When you aren't breastfeeding the baby, if your goal is to promote bonding, absolutely have dad and baby do some skin to skin time. Your husband can also wear the baby in a sling or harness while he goes about his day to get even more contact. (I think only slings can be used for newborns; harnesses usually require the baby to have control of her head) And finally, you can encourage dad to bathe the baby. (My husband showered with our babies as soon as their cord fell off. It was their special time together. All my kids loved being held in the warm water, until they got too big and squirmy, and we switched to baths, which my husband is still in charge of.)
My final bit of advice for how to involve dad in breastfeeding, which might be the most important, is to have your husband support YOU. Breastfeeding a newborn is very demanding, both physically and emotionally so it's important to have your husband there for you, encouraging you, taking care of you when you are too worn out to do it yourself.
Pumping is a great way to get the father (or non-lactating parent) involved with the breast feeding process.
Pumping provides most of the same convenience benefits that using formula provides:
- It allows the other parent to actively participate in feeding
- It allows the other parent to take care of the infant during sleeping hours, so that the lactating parent can get some much-needed rest
- It allows for feeding the infant during times when it's inconvenient to breastfeed (for instance, during traveling where you may not want to be in the cramped car/busy gas station/airplane when you stop to feed)
- It allows you to have more control over the feeding schedule by having bottles available even if the nursing parent isn't
Pumping isn't without drawbacks.
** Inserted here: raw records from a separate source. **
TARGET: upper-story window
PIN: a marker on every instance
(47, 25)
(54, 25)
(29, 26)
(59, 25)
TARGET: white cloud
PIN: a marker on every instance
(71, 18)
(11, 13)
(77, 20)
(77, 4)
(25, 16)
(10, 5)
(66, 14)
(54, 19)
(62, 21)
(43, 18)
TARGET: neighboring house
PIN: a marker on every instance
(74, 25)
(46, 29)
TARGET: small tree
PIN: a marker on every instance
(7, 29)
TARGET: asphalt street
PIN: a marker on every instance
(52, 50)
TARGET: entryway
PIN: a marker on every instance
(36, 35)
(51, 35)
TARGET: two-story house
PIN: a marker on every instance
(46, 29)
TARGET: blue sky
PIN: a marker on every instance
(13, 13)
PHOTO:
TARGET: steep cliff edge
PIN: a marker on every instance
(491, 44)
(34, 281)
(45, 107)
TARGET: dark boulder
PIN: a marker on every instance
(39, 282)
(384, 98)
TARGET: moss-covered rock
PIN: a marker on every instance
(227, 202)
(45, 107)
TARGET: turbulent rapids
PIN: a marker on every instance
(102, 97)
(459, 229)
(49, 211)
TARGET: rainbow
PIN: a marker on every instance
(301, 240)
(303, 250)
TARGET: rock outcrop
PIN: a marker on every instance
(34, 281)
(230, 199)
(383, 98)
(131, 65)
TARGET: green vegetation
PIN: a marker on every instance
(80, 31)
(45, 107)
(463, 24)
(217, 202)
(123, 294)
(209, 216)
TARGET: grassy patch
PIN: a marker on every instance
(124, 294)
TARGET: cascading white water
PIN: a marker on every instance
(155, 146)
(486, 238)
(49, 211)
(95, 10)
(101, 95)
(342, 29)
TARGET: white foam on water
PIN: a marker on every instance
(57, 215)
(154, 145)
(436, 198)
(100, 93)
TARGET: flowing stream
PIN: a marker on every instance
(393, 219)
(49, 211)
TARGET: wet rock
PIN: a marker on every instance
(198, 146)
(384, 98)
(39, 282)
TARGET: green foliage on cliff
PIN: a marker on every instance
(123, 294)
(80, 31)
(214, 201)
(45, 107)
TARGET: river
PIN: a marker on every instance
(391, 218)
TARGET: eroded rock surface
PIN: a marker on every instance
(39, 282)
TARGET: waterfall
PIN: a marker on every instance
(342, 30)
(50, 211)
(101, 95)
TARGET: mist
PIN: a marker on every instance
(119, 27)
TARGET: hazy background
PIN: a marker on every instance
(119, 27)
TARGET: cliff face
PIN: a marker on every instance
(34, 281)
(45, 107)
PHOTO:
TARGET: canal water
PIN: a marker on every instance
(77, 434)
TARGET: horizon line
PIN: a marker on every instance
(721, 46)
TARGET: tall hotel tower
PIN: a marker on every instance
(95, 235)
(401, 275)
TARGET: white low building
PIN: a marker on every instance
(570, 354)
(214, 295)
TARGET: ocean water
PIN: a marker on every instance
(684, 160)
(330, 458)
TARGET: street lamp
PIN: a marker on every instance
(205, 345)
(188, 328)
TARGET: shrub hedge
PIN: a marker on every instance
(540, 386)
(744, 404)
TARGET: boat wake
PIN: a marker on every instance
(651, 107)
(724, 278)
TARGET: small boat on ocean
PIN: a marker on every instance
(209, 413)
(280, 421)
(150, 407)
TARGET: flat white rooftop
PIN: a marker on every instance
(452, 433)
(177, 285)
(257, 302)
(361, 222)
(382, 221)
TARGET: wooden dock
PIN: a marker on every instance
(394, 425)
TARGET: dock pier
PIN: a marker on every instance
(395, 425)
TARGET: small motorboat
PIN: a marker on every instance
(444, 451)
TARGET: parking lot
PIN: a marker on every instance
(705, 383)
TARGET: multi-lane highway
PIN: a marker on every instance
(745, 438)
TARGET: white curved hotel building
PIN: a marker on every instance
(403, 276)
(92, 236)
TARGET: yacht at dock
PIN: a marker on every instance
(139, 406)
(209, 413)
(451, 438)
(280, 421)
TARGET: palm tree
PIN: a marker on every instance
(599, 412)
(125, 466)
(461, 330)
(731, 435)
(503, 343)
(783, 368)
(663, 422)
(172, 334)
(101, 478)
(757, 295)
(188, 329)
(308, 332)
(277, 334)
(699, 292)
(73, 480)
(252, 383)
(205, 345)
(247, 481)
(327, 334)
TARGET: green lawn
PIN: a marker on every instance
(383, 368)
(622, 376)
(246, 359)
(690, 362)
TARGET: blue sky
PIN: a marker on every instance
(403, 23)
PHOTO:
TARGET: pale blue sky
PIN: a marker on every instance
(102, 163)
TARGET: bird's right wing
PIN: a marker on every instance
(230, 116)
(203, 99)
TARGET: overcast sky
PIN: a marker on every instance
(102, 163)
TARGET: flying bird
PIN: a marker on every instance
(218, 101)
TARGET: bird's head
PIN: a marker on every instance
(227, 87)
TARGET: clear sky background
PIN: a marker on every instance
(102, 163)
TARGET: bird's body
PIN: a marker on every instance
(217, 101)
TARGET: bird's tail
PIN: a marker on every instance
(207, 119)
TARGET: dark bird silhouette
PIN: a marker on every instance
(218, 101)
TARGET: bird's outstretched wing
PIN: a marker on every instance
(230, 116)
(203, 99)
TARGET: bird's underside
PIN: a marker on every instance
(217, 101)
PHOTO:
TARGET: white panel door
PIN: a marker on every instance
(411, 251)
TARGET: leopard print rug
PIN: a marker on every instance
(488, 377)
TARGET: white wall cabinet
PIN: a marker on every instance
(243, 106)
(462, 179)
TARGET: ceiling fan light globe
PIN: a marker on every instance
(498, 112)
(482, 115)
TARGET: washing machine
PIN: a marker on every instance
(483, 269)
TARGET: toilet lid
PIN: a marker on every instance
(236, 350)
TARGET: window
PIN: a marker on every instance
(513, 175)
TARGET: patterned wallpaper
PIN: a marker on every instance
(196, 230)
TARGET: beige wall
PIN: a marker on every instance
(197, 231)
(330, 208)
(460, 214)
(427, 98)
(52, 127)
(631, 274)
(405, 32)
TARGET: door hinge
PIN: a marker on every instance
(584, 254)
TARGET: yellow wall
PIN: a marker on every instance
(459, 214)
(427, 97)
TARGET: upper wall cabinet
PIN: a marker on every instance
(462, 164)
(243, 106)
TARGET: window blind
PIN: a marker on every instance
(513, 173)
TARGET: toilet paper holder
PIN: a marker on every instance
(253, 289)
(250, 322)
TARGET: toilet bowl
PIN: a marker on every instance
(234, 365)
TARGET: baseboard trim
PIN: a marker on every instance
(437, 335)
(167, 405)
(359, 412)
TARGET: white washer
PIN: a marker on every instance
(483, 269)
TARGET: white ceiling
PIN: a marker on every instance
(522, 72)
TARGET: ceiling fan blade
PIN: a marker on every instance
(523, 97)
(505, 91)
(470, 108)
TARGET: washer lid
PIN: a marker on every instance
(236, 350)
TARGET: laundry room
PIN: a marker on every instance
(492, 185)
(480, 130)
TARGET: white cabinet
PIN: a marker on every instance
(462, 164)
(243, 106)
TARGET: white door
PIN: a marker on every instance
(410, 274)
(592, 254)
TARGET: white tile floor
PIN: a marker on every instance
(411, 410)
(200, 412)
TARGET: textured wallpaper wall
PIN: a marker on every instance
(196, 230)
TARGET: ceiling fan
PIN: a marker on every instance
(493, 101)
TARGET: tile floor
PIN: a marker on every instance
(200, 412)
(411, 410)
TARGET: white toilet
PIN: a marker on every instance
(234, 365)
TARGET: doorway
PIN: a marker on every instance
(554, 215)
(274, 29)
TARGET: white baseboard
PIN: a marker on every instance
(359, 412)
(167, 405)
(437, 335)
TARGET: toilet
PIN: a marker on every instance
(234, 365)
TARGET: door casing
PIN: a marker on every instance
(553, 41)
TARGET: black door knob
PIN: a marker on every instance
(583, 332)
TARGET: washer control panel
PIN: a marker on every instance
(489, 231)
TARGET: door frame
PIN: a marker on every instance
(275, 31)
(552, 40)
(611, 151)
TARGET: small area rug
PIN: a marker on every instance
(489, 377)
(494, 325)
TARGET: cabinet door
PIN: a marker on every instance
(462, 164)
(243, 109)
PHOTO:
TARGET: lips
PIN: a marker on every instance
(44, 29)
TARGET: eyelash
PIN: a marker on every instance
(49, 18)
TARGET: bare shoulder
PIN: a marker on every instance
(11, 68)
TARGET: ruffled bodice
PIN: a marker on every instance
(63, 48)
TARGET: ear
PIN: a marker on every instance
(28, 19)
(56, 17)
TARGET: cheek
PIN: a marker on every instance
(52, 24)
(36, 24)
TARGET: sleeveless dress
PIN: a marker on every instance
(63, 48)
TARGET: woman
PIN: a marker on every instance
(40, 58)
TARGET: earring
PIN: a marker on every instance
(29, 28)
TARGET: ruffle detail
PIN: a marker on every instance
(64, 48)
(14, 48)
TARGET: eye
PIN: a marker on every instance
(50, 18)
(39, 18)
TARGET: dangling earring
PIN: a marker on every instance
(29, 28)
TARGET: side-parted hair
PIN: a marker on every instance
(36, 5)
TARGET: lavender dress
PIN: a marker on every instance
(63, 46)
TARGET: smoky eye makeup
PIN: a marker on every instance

For one, you have to acquire a pump and then all the bottle and storage accessories. It can add a significant initial cost that doesn't exist with solely breastfeeding. Another downside is that some women have a harder time producing as much milk from pumping as they do from nursing. These drawbacks can be mitigated by your choices such as purchasing more economical items, pumping more or less often as needed
The act of feeding a young infant can be a very positive bonding experience for both parents. Pumping allows for the other parent to be directly involved in providing sustenance to a cherished little one.
Yes, I intentionally wrote this answer (and some of my others) to also apply to for non-traditional family units.